Actually, the last decade is being called "The Lost Decade in Michigan."

I live in a small community surrounded by much larger cities. My DH looked at those homes for sale that have been sitting for five years, and in fact, thought they were nice homes at good prices. But because the market here has been soft so long, the competition beat them out.

And in fact, I'm not sure what they could have slashed the price to to make the places attractive to buyers, when there was -- and is - a glut of homes on the market.

You are proving my point. The were either over priced and the completion was better priced or the owner had not taken care of the house and even slashing the price would not make them saleable.
 
You are proving my point. The were either over priced and the completion was better priced or the owner had not taken care of the house and even slashing the price would not make them saleable.

You don't want to listen to reason, so we'll just have to agree to disagree.

Hope you never have to see the market Detroit is in firsthand.
 
Jodi & Colleen are right. Plus, everybody spouts statistics all day re. the market in Detroit and nobody seems to add in that we have lost over a million population-wise in the metro Detroit area in the past 10 years. The census will tell us exactly how many this year, but by all estimations, it's at or over a million.
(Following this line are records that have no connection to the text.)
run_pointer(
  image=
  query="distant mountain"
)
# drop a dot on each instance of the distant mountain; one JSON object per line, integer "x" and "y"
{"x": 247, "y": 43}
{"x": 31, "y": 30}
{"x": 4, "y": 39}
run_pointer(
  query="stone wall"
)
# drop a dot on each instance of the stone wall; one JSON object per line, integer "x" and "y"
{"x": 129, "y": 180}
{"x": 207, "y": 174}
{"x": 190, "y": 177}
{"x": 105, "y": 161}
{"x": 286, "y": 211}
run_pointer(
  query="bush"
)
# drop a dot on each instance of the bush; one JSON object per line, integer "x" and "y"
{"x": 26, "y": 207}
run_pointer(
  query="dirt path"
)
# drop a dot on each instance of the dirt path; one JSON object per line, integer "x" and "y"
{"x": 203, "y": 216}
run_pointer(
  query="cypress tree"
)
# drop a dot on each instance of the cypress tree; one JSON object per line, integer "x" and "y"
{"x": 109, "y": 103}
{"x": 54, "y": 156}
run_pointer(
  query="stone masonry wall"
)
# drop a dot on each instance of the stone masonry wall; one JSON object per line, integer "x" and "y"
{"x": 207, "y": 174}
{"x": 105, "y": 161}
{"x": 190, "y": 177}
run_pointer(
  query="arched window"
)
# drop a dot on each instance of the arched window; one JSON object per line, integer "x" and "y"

These people owned homes - some sold, some walked away. Now there is not nearly the population here needed to fill all those empty homes.

People from different areas can talk all they want, but unless you live here and have witnessed the devastation this downturn has caused...you have very little idea of what you are speaking.

Boy, isn't this the truth!
 
You don't want to listen to reason, so we'll just have to agree to disagree.

Hope you never have to see the market Detroit is in firsthand.

I have seen it first as the town I was born in took the same dive that Detroit did. They just did it before I was born.

I agree we will have to agree to disagree but the reason is that you do not want to admit the fact even when you present them.